Sabiou Ibrahim mise sur des techniques agricoles adaptées au climat sahélien en maitrisant des cultures à cycle court, demi-lunes, cordons pierreux ou encore récupération des eaux de pluie, appuyés par des forages.
"Il faut d'abord garantir la station de pompage ou à travers des forages, des canalisations, dit-il. Après avoir assuré l'eau, il faut mettre en valeur, c'est notamment d'abord la semence, les engrais, les produits phyto- sanitaires et l'encadrement. Voilà comment est le dispositif de production sur les aménagements hydro agricoles."
Maîtriser les stocks d'eau
En tant que producteur, Sabiou Ibrahim estime que mauvaise pluviométrie ne doit pas être synonyme de sécheresse.

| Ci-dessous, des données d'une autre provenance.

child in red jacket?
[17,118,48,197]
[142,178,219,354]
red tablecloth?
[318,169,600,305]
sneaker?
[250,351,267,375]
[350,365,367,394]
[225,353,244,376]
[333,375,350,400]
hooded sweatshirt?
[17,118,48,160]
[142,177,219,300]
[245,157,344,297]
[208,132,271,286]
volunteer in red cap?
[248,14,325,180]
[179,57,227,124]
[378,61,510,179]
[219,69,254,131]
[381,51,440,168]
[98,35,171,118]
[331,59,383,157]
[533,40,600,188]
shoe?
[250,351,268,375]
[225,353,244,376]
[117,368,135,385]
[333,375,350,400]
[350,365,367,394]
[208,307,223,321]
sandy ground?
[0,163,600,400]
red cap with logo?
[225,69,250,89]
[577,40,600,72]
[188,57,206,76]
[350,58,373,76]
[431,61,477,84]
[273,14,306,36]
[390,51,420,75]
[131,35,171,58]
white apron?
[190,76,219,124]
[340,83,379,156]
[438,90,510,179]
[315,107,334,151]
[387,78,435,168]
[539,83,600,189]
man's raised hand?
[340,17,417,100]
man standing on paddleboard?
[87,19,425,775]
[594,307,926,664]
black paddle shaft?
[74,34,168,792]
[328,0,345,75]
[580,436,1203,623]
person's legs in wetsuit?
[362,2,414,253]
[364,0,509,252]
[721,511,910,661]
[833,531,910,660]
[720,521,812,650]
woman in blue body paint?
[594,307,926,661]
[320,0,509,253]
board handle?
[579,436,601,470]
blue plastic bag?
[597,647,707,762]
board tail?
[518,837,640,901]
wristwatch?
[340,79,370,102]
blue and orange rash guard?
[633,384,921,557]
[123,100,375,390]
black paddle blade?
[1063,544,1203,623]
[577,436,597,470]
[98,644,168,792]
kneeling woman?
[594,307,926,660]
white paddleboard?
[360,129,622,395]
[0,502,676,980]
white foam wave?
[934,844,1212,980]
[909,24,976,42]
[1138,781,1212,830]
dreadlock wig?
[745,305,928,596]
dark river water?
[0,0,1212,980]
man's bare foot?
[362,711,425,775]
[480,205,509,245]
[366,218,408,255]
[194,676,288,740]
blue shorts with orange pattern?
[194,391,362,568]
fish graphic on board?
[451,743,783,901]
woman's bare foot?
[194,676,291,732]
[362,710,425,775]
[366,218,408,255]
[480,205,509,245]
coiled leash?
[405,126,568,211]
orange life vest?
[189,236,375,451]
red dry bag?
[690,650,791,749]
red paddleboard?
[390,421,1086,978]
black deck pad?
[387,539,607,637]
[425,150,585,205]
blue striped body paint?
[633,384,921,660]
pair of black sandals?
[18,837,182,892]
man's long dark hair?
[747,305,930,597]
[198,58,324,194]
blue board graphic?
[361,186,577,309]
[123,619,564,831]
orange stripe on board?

Les techniques adoptées permettent de produire suffisamment mais même cela est loin de satisfaire les forts besoins alimentaires des populations nigériennes.
Selon lui, "on ne dépend pas de l'hivernage, ça veut dire que à tout moment, on apporte l'eau au besoin de la culture, c'est la maitrise d'eau totale. Mais à l'heure actuelle, on ne peut pas dire que, on produit suffisamment pour répondre aux besoins, mais l'objectif est de réduire l'importation d'ici 2027."
Derrière chaque sac de mil, chaque poignée de sésame ou de feuilles de moringa exposées ici, il y a un combat silencieux contre la sécheresse et l'incertitude. À la foire de l'AES, les produits agricoles sont la preuve que, malgré l'aridité, la terre sahélienne continue de nourrir l'espoir.